7日間で5試合目というタフなスケジュールだが、両チームの選手の動きの良さは、これまでと変わらない。
客席では、ベンチに入れなかった両校の部員がピッチの選手たちを応援。2年前、この地での決勝戦で破れ去った神村学園のOGたちもスタンドに駆けつけ、熱い視線を注いでいた。
前半38分、神村にアクシデントが発生。守備陣をまとめてきたDF井手口怜央(2年)が左腕を負傷して交代。センターバックを1人欠く中、寺師有太監督は、右膝十字靭帯の重傷から復帰したばかりの攻撃的MF稲田雛(3年)を投入。
両チームにチャンスがあり、緊迫した攻防が繰り広げられるものの、両チーム無得点で前半終了。

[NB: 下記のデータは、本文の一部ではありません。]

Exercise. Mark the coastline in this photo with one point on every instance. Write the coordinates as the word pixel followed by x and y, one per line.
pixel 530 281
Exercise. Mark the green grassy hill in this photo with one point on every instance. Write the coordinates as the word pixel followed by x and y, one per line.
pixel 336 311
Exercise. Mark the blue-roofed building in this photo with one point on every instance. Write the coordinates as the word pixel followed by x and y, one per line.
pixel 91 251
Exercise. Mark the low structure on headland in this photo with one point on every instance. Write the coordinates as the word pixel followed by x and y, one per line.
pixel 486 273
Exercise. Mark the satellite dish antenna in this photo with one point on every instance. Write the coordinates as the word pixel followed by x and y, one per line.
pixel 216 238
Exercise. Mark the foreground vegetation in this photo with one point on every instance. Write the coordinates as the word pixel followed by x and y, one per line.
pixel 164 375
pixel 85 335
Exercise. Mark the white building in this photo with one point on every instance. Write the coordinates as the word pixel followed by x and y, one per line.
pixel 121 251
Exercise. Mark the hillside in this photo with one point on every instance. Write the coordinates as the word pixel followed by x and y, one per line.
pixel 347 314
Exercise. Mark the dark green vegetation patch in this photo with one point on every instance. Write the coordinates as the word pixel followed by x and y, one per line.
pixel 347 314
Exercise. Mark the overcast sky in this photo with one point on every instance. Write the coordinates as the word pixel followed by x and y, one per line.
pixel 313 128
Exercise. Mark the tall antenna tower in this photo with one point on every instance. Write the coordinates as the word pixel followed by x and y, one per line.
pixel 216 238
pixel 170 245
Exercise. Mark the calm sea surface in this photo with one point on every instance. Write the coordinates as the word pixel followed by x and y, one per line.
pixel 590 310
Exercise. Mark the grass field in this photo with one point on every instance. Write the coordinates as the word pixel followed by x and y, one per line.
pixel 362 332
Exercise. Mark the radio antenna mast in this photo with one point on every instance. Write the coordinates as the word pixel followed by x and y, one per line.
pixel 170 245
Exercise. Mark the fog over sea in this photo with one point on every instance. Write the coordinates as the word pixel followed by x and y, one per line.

後半戦がスタートし、互いにゴールに迫るチャンスが増えてきたところ、後半20分、途中出場の神村・稲田が、相手陣内の右タッチライン際でボールを奪うと、そのままゴールへ向かう。エリア右に入ったところから、得意の左足で強烈なシュートを放ち、ゴール左上隅の完璧なコースへと突き刺した。
さらに攻勢に出た神村は後半40分、MF川浪実歩(3年)のスルーパスを受けたキャプテン・愛川がゴール前に抜け出し、GKと1対1の状況で冷静にグラウンダーシュートを決めた。
優勝が見えてきた神村は、後半のアディショナルタイムにも、MF三冨りりか(1年)が4試合連続となるゴールを決めて、決定的な3点目を挙げた。
今大会、攻撃力ナンバーワンと評された神村学園が16年ぶり3回目の日本一に輝くとともに、チーム史上初めて、夏のインターハイと合わせて夏冬連覇の2冠を達成した。